Setelah lepas dari ujian tentang nama-nama ilmu yang diajarkan Allah dan lulus dari ujian ini melebihi malaikat, setelah lepas dari ujian kepada malaikat yang diperintahkan sujud, dan sujud semua kecuali iblis, barulah Adam disuruh berdiam di dalam taman itu bersama istrinya. Nyatalah sekarang dalam ayat ini bahwa sementara itu istri beliau telah dijadikan Allah, Adalah yang telah diketahui namanya oleh pemeluk ketiga agama: Islam, Yahudi, dan Nasrani, yang bernama Hawa, dan dalam ejaan orang Eropa disebut Eva.

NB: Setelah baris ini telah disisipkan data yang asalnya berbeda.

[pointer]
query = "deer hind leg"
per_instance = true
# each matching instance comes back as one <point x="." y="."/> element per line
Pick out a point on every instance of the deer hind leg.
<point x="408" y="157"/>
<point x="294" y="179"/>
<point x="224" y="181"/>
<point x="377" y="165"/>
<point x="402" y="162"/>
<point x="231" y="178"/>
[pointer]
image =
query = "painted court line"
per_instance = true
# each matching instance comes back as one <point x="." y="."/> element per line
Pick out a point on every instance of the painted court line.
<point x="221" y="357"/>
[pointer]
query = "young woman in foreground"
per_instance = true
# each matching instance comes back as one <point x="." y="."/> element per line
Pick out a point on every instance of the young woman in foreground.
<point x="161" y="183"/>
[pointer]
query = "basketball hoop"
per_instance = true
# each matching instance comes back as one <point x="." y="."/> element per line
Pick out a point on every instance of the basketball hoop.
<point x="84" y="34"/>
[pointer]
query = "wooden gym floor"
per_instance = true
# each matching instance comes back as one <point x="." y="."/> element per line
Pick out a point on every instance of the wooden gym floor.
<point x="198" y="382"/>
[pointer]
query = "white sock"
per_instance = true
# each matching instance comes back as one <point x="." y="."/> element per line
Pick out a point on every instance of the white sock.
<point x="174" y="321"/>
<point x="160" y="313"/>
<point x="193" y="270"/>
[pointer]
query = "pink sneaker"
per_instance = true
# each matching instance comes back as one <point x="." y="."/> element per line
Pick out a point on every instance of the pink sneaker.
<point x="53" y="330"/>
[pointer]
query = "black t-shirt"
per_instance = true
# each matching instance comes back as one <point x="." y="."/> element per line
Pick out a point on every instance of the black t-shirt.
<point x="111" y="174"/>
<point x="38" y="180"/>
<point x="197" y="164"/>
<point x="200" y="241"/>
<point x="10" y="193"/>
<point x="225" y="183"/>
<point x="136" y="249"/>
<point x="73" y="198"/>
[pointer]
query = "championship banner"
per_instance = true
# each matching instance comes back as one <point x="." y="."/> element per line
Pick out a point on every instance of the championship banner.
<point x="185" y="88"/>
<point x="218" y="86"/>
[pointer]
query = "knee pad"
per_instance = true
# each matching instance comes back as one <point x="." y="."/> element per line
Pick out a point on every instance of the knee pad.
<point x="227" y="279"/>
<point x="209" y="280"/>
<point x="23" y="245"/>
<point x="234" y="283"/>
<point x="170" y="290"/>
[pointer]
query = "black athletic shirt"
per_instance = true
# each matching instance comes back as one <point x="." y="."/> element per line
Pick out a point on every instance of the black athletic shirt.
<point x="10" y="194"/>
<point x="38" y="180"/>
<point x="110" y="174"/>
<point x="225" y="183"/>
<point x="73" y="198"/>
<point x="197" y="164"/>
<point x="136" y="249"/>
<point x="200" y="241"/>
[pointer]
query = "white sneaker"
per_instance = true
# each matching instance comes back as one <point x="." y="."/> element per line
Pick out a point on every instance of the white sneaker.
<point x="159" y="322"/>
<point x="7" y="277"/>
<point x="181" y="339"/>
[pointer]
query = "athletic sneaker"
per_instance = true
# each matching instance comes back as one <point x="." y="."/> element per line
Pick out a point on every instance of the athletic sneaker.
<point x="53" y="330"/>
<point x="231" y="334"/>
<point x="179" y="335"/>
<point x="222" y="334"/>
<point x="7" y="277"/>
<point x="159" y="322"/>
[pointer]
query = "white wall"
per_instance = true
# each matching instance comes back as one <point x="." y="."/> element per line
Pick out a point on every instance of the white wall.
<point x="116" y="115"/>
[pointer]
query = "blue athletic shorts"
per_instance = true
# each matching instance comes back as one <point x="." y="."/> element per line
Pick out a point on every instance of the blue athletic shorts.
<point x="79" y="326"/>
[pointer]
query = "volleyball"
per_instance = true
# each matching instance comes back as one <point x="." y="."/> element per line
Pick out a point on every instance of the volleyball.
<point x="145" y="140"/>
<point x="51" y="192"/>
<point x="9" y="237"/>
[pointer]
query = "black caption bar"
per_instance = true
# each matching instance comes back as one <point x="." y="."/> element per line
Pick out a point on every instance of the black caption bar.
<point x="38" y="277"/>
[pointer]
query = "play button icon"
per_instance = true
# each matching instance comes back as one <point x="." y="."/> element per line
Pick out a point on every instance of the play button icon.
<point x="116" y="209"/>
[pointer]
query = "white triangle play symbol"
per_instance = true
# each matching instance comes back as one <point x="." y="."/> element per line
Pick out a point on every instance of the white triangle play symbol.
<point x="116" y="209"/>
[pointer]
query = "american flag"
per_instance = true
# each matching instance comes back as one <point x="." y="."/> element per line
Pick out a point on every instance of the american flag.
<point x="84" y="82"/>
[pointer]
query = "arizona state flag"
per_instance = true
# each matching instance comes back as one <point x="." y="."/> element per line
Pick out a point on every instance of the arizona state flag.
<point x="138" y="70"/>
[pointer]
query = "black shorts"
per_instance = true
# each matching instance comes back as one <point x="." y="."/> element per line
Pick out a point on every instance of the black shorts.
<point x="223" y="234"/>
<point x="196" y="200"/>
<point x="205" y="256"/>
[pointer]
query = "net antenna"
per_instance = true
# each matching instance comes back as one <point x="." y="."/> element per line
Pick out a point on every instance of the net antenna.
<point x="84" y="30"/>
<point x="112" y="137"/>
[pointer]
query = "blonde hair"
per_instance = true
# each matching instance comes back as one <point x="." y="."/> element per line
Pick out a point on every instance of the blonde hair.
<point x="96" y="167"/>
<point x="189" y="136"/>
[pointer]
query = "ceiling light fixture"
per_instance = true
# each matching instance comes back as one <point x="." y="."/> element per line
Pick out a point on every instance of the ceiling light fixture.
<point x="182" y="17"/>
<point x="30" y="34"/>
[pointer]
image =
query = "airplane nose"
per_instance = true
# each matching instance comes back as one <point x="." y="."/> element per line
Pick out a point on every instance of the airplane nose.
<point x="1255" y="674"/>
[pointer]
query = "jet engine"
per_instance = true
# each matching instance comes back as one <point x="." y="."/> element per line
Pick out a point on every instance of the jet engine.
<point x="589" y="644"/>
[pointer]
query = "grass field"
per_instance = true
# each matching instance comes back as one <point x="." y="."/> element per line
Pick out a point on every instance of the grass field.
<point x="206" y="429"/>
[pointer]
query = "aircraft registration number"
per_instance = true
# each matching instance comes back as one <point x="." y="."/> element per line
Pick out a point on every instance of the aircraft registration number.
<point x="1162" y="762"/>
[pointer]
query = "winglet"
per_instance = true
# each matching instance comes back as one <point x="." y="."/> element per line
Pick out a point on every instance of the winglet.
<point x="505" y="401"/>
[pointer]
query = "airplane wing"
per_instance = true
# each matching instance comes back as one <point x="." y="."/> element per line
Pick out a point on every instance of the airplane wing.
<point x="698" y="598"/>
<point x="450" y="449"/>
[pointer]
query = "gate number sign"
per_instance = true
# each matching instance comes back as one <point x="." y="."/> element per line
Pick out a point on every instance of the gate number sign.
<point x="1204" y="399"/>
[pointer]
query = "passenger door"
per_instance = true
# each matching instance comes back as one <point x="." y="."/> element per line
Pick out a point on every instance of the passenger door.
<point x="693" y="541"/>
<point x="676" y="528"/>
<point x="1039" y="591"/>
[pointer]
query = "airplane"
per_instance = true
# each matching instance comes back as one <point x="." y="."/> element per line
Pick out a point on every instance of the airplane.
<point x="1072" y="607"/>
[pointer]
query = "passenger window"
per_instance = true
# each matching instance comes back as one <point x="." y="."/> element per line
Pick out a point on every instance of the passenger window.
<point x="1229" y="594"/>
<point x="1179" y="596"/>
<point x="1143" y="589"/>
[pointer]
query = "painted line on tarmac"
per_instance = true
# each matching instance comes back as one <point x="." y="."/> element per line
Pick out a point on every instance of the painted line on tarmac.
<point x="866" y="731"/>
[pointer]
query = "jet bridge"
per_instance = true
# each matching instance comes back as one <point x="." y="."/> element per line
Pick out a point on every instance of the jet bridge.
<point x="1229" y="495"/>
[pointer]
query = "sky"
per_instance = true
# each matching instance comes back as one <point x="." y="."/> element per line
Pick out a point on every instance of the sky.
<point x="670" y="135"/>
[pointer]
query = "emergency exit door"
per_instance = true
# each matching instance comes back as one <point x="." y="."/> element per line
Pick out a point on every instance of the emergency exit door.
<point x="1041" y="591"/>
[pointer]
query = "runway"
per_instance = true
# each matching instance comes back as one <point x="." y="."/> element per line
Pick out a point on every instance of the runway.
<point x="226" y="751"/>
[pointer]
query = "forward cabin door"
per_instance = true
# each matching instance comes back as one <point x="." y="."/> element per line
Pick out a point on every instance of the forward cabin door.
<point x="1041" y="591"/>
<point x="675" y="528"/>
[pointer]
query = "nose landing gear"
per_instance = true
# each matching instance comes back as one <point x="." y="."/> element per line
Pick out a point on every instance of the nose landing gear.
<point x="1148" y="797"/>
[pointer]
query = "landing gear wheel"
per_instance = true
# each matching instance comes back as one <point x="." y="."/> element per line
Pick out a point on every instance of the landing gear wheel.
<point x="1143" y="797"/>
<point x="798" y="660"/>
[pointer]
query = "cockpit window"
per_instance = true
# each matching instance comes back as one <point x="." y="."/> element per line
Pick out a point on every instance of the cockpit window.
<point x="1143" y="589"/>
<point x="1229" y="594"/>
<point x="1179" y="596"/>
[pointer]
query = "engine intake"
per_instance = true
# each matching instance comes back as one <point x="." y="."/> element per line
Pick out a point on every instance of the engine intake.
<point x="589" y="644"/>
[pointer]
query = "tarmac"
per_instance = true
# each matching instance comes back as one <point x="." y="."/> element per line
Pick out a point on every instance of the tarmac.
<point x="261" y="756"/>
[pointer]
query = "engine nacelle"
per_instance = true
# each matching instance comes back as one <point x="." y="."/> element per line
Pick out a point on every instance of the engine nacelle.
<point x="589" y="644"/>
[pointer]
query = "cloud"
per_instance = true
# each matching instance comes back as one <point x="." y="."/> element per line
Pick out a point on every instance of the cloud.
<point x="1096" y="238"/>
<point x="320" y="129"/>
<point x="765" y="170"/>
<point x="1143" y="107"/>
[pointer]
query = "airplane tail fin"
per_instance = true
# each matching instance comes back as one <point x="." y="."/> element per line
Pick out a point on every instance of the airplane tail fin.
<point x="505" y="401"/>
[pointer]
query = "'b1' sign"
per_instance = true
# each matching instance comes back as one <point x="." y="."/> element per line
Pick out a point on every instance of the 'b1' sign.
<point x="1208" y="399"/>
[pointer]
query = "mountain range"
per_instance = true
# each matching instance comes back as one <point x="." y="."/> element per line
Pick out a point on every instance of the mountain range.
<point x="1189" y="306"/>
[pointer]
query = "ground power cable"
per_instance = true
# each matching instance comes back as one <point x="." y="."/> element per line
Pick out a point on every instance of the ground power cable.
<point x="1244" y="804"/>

Tidaklah dijelaskan dalam ayat ini asal kejadian itu dan tidak pula diterangkan pada ayat yang lain.
Orang Yahudi dan Nasrani, berdasar pada Kitab Perjanjian Lama (Kejadian, Pasal 2 ayat 20 sampai 24) mempunyai kepercayaan bahwa Hawa itu dijadikan Tuhan daripada tulang rusuk Nabi Adam; dicabut tulang rusuknya sedang dia tidur, lalu diciptakan menjadi perempuan dijadikan bininya.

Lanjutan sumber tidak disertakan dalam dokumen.